41 Tal vez haya un eco de esta fascinación en el informe del proceso de Gilles de Rais: «Ítem, dijo y declaró que el susodicho Gilles, acusado, después de la incisión de la vena del cuello y de la garganta de los antedichos niños, o de otras partes del cuerpo, y cuando la sangre fluía, y también después de la decapitación, practicada como se dice arriba, a veces se sentaba sobre el vientre de ellos y se deleitaba viéndolos morir así y se sentaba en diagonal para ver mejor su fin y su muerte». [8]
42 La coexcitación sexual acompaña casi de manera constante la oleada excitativa primaria no integrada (intento de coito post mortem para Julien, experimentado, comparado con el goce físico por Jérôme). Pero parece impropio caracterizar la esencia del fenómeno solo con el término «placer»: afirmación primaria y orgía narcisista.
43 Si bien el objeto-víctima no tiene existencia propia, es crucial en las funciones que ejerce:
- es el lugar de derivación de la destructividad no ligada;
- hace «vivir al revés» el momento mítico de surgimiento del objeto. La salida del objeto, de cualquier objeto, de la escena del mundo permite los encuentros narcisistas primarios y, a lo sumo, «la introyección del mundo»; [9]
- difiere por un tiempo, asumiéndolo, el paso de la vida a la muerte que parece intrigar a tantos asesinos en serie, activando el sentimiento de indestructibilidad propia;
- parcializado, desvitalizado, desanimado, desarticulado, pseudofetichizado a la manera de un utensilio, un amuleto, un desecho o un trofeo…, está poseído hasta el último término de la lógica del dominio: la asimilación regeneradora y revitalizante;
- en los límites del autoerotismo en que el sujeto «encuentra el objeto en su propio cuerpo», encarna el objeto parcial del cuerpo propio, separado, sacrificado, que restaura la cohesión narcisista garantizando la congruencia de las pulsiones parciales.
44 ¡Invocar la ausencia de toda culpa es una perogrullada de la que raramente nos libramos ante tantos asesinos!

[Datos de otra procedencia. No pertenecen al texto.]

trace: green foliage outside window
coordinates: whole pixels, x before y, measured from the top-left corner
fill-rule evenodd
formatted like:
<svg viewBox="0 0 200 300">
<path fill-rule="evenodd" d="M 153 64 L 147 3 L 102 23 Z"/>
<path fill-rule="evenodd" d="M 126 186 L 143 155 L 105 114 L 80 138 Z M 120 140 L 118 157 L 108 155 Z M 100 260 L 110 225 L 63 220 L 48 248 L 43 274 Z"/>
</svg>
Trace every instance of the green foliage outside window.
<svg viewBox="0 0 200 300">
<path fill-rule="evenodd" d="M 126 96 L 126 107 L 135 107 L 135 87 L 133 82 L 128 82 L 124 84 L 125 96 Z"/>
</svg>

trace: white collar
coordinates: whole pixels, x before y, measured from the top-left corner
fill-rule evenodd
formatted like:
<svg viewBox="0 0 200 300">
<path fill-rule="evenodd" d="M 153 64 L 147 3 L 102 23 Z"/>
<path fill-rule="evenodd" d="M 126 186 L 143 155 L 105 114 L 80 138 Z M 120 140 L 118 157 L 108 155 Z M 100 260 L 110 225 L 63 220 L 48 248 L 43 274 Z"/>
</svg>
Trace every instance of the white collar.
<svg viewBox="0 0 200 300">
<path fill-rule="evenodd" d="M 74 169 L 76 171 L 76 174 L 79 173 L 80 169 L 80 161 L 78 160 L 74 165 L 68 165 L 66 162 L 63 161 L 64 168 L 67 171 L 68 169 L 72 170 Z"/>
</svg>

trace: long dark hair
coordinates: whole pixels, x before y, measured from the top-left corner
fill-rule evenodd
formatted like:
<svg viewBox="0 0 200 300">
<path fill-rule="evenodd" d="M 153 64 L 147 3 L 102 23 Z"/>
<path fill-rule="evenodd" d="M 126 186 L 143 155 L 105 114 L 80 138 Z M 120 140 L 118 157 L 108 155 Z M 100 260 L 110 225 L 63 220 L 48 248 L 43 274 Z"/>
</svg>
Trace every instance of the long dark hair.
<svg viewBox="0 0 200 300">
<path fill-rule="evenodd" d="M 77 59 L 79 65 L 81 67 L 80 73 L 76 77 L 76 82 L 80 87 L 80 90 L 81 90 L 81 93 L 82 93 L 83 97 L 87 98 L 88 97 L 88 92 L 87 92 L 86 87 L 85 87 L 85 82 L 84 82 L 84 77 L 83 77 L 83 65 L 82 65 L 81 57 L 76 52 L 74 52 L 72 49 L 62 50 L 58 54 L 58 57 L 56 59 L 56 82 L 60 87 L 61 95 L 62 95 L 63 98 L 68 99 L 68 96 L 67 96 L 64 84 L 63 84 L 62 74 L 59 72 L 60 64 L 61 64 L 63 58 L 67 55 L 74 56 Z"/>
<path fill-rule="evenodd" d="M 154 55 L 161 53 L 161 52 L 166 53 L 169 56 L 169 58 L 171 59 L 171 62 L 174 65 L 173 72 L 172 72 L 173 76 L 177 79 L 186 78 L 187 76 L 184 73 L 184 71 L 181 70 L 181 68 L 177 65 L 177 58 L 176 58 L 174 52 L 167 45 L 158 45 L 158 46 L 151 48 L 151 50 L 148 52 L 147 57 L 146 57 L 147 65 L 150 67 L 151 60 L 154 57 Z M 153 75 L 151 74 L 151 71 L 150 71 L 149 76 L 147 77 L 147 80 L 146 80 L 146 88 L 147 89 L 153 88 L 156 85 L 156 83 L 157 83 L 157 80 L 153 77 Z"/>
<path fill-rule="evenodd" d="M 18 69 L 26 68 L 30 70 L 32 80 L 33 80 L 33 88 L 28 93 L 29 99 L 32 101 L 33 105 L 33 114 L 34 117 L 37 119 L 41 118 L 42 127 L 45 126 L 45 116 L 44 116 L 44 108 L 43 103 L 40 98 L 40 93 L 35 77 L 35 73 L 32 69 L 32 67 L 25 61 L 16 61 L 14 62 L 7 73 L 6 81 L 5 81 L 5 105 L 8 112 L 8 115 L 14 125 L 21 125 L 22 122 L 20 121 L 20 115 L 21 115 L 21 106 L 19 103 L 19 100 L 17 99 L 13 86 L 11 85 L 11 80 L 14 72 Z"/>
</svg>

Ellos solo pueden denunciar el sinsentido de nuestras ingenuas preguntas: a lo sumo, recorrerán la trayectoria intelectual que consiste en ponerse en el lugar del interlocutor, como Jérôme, y reconocer que se trata de actos horribles… para los demás. En cuanto a Julien, decepcionado, agobiado por mi radical incomprensión, me decía que yo era como los demás, que no entendía nada.
45 De forma sistemática, les pregunto a los asesinos en serie qué harían ellos si la víctima de tal acto fuera su amiga. La respuesta es estereotipada: yo mataría al que lo hizo.
46 La función de esta repetición criminal podría ser, por un lado, un intento de dominio, de reapropiarse cada vez más de la destructividad no ligada en beneficio del contingente de sadismo y coexcitación, con una intención de vínculo y libidinización; también se le puede imputar el papel de derivación de la pulsión de muerte: en cierta medida, matar para no morir. Pero lo que parece fundamental, para dar cuenta de esta repetición, es el uso del objeto para establecer un puente entre los bordes de la escisión del Yo. Así como la perversión erótica se sirve del fetiche (medio vivo, medio inanimado) para mantener herméticamente separada la parte del Yo que reconoce y la que niega, aunque relacionándolas, la perversión narcisista, en sus formas más extremas, se sirve del cuerpo sin vida de la víctima para hacer coexistir al inocente y al asesino y permitirle al sujeto, por un momento, continuar su existencia como si nada hubiera pasado. De manera progresiva, la repetición de los actos criminales evolucionará hacia un mayor control del movimiento que va de la pasividad al dominio, del desamparo a la omnipotencia, con la finalidad de taponar la escisión del Yo. Los actos en serie serían una especie de vía final común no específica, posiblemente inducida por toda una serie de factores desestabilizadores, una especie de respuesta privilegiada a todo lo que ponga en peligro el impulso perverso narcisista, en especial en su función de defensa contrapsíquica.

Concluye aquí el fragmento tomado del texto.